What is NMT?
NMT stands for Neural Machine Translation which comes from machine translation. Here the use of neural networks is complete to do the machine translation of one language into another.
NMT helps in translating using grammar, parts-of-speech, vocabulary of the language to find correct replacement in other languages.
Example:
1. How are you today?
Translating to German
Wie geht es Ihnen heute?
Following is the historic translation of JFK’s speech that created confusion during the cold war.
“Ich bin ein Berliner” which also means “I am a jelly donut”.
Link for optional reading
The above example gives us the need to find not just correct words to replace, but also to match relationships between words so that we don’t end up making a wrong translation.
Architecture of Neural Machine Translation
The NMT consists of Encoder and Decoder which help in translating. Encoder takes a sequence as input in one language, whereas the decoder decodes the given input and tries to find appropriate replacement words in the language the model is translating.
Encoder and Decoder are nothing but 2 LSTM-RNN models whose functions are change then.
however, Encoder works with sequence-to-vector encoding, whereas the Decoder works with vector-to-sequence decoding.
Data Preparation for NMT
The dataset contains language translation pairs in the format.
Something like this “May I borrow this book? ¿Puedo tomar prestado este libro?”
Here’s a link to get pre-formatted datasets “http://www.manythings.org/anki/ ”.
thus, The above link has many zip packages which can be used for NMT models.
After downloading the dataset from link above, some steps are need to prepare the data:
- Add a start and end token to each sentence, which looks like <SOS> and <EOS>.
- Cleaning the sentences by removing special characters and unnecessary characters.
- Create a word index and inverted word index (dictionaries mapping from word → id and id → word).
- Padding of each sentence is must to match the max length sentence.
Implementation of Neural Machine Translation using Attention
The NMT models trained before Attention were using seq2seq structure.

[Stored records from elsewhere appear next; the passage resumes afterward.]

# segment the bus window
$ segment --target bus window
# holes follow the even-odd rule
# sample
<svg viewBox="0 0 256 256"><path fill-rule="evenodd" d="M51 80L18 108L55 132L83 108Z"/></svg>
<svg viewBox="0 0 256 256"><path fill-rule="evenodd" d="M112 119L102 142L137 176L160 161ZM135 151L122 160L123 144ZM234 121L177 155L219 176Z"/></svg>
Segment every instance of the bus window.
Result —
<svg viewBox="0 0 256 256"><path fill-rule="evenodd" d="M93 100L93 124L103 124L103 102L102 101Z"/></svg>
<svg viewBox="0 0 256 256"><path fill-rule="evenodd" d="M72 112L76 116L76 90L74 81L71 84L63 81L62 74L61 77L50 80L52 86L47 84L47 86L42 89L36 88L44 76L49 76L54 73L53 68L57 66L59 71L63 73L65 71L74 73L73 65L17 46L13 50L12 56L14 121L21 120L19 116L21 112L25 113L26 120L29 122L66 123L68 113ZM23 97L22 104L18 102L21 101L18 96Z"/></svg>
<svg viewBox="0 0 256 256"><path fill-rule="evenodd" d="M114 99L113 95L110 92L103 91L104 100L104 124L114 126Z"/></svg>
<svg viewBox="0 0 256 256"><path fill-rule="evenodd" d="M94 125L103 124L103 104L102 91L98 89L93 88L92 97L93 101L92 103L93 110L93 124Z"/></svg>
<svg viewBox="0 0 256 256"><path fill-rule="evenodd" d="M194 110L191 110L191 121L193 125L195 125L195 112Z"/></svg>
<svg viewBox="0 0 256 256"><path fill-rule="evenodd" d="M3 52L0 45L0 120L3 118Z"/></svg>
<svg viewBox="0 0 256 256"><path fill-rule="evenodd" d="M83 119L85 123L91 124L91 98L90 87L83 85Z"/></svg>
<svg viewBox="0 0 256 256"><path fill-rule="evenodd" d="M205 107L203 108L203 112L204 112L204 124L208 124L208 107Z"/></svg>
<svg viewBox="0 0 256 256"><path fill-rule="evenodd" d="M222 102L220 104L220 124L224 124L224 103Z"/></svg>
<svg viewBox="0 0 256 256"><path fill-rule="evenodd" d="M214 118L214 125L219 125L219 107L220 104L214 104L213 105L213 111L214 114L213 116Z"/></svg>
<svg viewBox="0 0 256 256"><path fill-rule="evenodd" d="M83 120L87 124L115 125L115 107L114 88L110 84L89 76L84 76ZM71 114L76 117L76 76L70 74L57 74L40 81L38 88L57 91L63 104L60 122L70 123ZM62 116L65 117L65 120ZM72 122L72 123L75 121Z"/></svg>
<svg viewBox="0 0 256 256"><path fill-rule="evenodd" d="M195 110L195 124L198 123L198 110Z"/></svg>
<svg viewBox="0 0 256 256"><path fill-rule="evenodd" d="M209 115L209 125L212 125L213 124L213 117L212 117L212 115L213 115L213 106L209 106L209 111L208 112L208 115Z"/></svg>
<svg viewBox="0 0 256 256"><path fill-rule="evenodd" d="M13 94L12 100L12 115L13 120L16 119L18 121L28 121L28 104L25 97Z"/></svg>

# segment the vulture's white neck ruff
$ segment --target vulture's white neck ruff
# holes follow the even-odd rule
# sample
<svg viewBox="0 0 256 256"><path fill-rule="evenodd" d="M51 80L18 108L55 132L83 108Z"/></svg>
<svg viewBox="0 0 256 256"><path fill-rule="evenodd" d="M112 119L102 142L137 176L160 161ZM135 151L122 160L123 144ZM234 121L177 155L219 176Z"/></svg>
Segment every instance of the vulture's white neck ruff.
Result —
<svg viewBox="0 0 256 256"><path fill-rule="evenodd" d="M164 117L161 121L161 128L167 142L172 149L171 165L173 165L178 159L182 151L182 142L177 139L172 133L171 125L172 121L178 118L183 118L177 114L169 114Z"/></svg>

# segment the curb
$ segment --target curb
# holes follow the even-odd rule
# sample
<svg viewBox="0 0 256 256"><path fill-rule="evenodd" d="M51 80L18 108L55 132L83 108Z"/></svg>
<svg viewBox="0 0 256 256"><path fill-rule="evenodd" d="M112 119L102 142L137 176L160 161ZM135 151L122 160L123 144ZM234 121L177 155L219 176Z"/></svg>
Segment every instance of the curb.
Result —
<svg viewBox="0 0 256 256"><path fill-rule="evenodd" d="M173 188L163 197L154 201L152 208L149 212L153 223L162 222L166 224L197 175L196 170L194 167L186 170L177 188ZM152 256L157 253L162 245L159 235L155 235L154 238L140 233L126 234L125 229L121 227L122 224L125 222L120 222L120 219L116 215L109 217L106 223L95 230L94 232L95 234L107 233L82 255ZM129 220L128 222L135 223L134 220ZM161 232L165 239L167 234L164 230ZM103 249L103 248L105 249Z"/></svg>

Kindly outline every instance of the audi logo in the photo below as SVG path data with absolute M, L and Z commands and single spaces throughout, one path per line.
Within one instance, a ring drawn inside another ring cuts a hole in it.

This structure had an issue known as Fixed Encoder Representation which caused a bottleneck at the output vector.
Here you can see the latest word gets higher priority than the previous ones, which makes the NMT model hard to maintain the relationship between these words. Here’s where the working of attention comes in.
What is Attention?
Attention as the name says, it allows the model to “Focus on important parts” of the sentence.
The term “Attention” was initially introduced in the paper Neural Machine Translation by Jointly Learning to Align and Translate whose sole purpose was to address the fixed representation problem.
Attention mechanism is a part of a neural network which makes the network focus only on important data. At each decoder step, it decides which parts of the sentence are more important. So the encoder does not have to get all the tokens in the sentence into a single vector.
As seen earlier the encoder and decoder part is the same, the output of the decoder is sent to the softmax activation function to get final results of the NMT model.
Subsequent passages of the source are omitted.